Wednesday, August 04, 2010

Scarred for Life by Shea K

Let’s see - you are uncomfortable in your own skin, you are restless and unable to stay in one place too long, you don’t want to hang out with your friends, don’t really trust anyone, and you tend to scrounge on your relatives by showing up uninvited at their doorstep asking for a bed for a few days. In fact you are homeless by choice, moving around purely for the sake of not getting attached to anyone or anything.

One day you show up at – what you think is – the doorstep of your cousin’s house asking for a bed, and by pure chance you get into the home of someone with a kind soul willing to help you changes your lifestyle and needing you in return to put a new meaning into their life. Does it sound like real life?

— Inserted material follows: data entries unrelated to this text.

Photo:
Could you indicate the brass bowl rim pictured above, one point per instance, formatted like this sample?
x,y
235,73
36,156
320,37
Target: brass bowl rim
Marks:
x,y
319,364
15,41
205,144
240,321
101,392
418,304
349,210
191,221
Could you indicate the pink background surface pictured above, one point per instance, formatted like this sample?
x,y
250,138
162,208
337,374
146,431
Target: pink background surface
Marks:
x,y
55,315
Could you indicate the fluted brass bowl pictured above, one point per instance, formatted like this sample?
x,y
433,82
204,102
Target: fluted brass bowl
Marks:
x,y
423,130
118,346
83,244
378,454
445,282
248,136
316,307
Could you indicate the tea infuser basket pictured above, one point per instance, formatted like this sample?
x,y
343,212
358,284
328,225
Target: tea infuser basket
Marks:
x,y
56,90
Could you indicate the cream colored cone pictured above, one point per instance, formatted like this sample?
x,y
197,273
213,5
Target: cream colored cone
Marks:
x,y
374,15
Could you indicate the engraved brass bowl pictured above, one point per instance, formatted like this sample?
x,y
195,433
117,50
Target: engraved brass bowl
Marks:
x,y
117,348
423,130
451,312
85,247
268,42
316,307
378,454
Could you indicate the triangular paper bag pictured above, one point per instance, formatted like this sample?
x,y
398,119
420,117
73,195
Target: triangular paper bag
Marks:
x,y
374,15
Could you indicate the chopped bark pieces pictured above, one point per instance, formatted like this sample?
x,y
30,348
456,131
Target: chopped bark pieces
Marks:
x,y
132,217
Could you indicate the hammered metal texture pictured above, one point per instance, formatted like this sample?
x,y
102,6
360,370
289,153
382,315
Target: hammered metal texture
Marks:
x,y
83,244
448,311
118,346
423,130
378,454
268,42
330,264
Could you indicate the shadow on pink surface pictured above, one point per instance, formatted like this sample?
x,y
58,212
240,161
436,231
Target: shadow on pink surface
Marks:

Not by far, but does that really matter? We are after all dealing with romantic fiction.

The Great Dane (no we’ ant talking dogs here!) or Danny - to her friends - is an ex-musician and the homeless protagonist of this story, and Nicole is the owner of the house on whose doorstep Dane comes looking for a bed for a couple of nights. Dane is shown to the den by Nicole’s boyfriend – Dane’s cousin - and crashes on the couch oblivious to the fact that Nicole – whom she haven’t met – decides to end the relationship with her obnoxious cousin in the early hours of the morning. This leaves the rather surprised Nicole with a house guest and Dane with a choice of leaving with a rumbling stomach or staying for breakfast, a shower and – well - something more.

This is a simple story with a storyline that I really can’t see how anyone could stretch to a 252 pages long novel, but Shea K did exactly that mostly by relaying the interactions between Danny and Nicole while they share the sort of everyday life that I guess we all live most of the time – making a meal, lounging on the couch, watching TV, going to work, cleaning the house etc.

I’m serious, nothing much is going on and what you get for two-thirds of the story is mostly just one day after another of two women rooming together, building the foundation of a friendship and a dependency on each other for something that they didn’t know they needed, or was able to give.

One of the best things you can say about this romance is that it’s slow moving. Nothing of the too fast falling in love and heat for the ladies in “Scarred for Life”, they take their time. On the other hand you won’t get the earth-shattering romance either, somehow the deeper feelings and the angst part of falling in love and acting on it doesn’t really come across in the story.

Overall I’ll say that this is a nice romance and it did hold my attention all the way to the end – no fast scrolling needed to get through the story, but if you are looking for drama and steamy sex, you’ll find better entertainment elsewhere. There is a sort of extra chapter to the story in “Birthday Treat”.

I don’t know if anyone is looking for stories involving women of colour, but I thought that I should mention that Nicole is half Puerto Rican, not that it has any influence on the storyline, and that there is a rather surprising story behind the “caramel-colour” of Dane’s skin.